Steve and I share a look. Junior Bounous’s legs not remembering how to ski powder is like a fish not remembering how to swim. We have no doubt that Junior will be able to ski the few inches of powder we’re about to go hunting for. The trick will be making him believe that, too.
The shock of losing his partner of 70 years nearly killed him. After her passing, my family watched as Junior struggled through his grief. His doctor told us he was in danger of dying of a broken heart. We knew that Junior still had the physical ability to keep skiing and that he had so much more life to live—he just needed to break through this crux of grief, the most frightening time of his life. The best solution was right there in his his storied past.
Get him moving.
After Maxine passed away at the end of June, Junior could barely walk up the slight incline in his neighborhood before tiring out. My family made it our number one priority to get him walking every day.

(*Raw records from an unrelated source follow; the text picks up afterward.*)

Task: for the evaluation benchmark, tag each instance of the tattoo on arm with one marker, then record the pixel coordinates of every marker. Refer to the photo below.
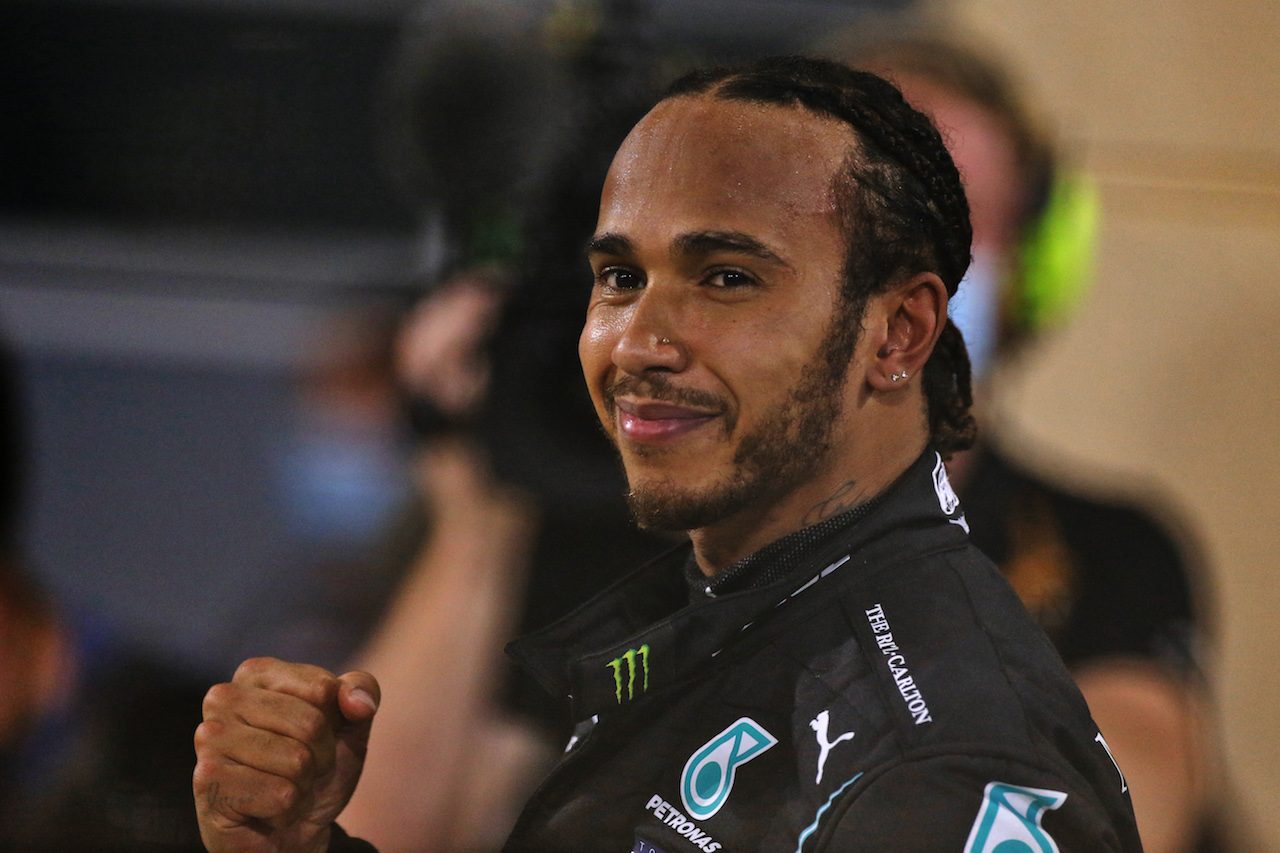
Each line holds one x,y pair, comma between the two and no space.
846,497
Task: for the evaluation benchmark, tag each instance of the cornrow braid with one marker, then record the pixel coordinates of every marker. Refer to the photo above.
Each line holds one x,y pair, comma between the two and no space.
900,200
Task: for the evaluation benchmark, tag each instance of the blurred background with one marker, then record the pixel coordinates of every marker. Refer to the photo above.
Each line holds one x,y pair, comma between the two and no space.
209,228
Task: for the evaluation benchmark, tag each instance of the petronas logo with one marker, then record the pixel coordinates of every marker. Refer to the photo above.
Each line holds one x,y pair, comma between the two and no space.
1009,820
709,772
627,664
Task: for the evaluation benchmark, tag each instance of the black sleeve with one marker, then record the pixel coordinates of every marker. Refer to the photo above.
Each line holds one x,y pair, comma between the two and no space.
972,804
342,843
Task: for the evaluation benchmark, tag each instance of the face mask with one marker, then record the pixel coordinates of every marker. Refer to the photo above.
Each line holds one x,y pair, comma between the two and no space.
343,483
976,309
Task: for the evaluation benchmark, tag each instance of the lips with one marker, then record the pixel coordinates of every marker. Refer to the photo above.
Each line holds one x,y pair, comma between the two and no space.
657,422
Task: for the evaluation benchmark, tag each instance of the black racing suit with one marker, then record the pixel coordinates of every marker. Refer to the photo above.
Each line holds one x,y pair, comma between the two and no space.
890,693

By his 95th birthday in August, he was hiking four miles daily at 10,000 feet in the Uinta Mountains. (And still had energy in the evening to drink margaritas.) So, when the ski season rolled around, we knew that Junior had it in him to ski powder again—he just had to remember how.
When Junior began his ski career, skiing at Alta in the 1940s and ‘50s was a little like skiing in the “Wild Wild West.” Receiving an average snowfall of more than 500 inches a year, Alta quickly gained its reputation as one of the snowiest ski areas in the US.